I recently caught Risky Business on cable for the umpteenth time, and realized that the roots of American Beauty can all be found in this groundbreaking film. Think of Tom Cruises’s Joel as a Lester Burnham before he lost his wide-eyed youth. You can see a glimmer of it in Joel’s existential monologue (‘It seems to me that if there were any logic to our language, trust would be a four letter word.’), and he’s certainly got the devil-may-care attitude locked up.
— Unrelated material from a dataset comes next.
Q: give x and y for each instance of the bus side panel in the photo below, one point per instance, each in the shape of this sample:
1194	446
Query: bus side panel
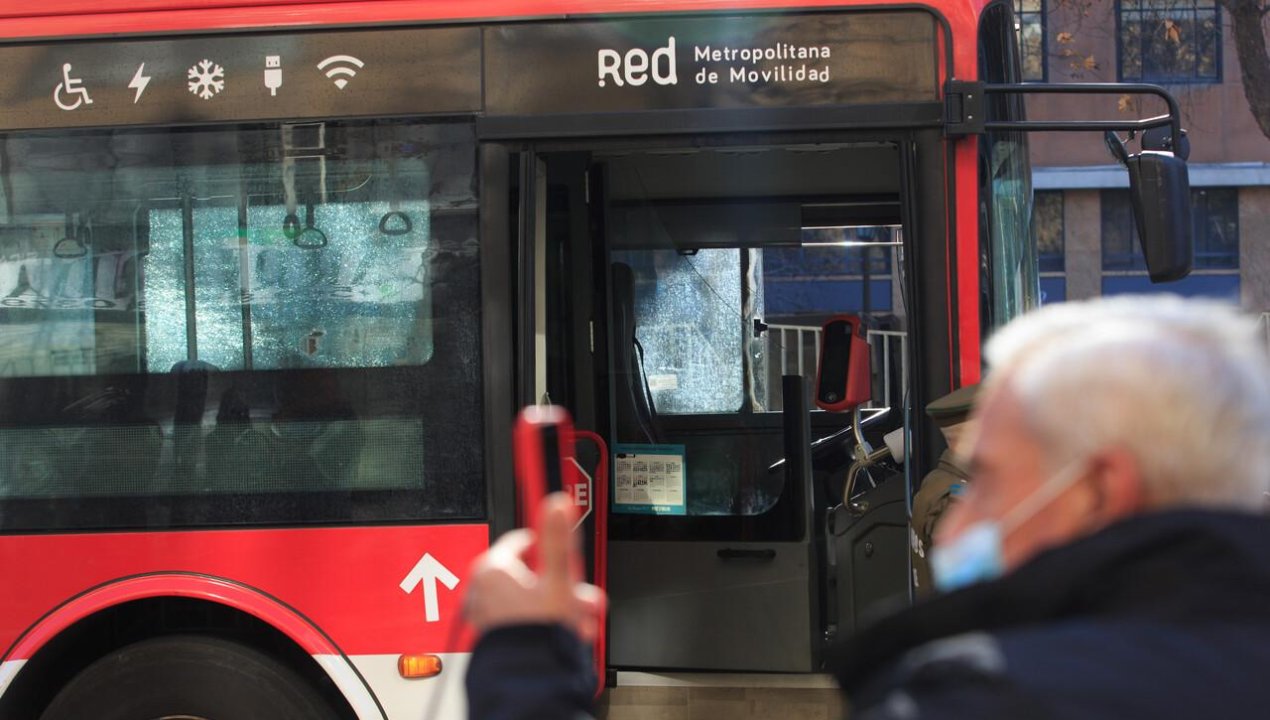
374	593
Case in point is the plot itself — when Joel wrecks his parents’ Porsche, he turns their house into a one-night-only brothel to raise the money to pay for the damages. Even the soundtrack has the same feeling to it. Of course, Cruise owns this movie — with some excellent one-liners and a certain renowned dance move through the living room — but what of the rest of the cast? Joe Pantoliano and Rebecca De Mornay have struggled to find some measure of success, but writer/director Paul Brickman is the film’s most curious alumnus. In nearly 20 years, he’s written a smattering of scripts and has directed only one additional picture, 1990’s Men Don’t Leave. Paul, didn’t you learn anything from your man Joel?

The new 25th Anniversary DVD includes commentary from the principals, a new retrospective, extensive screen test footage, and Brickman’s cut of the film’s final scene (though it’s not terribly different).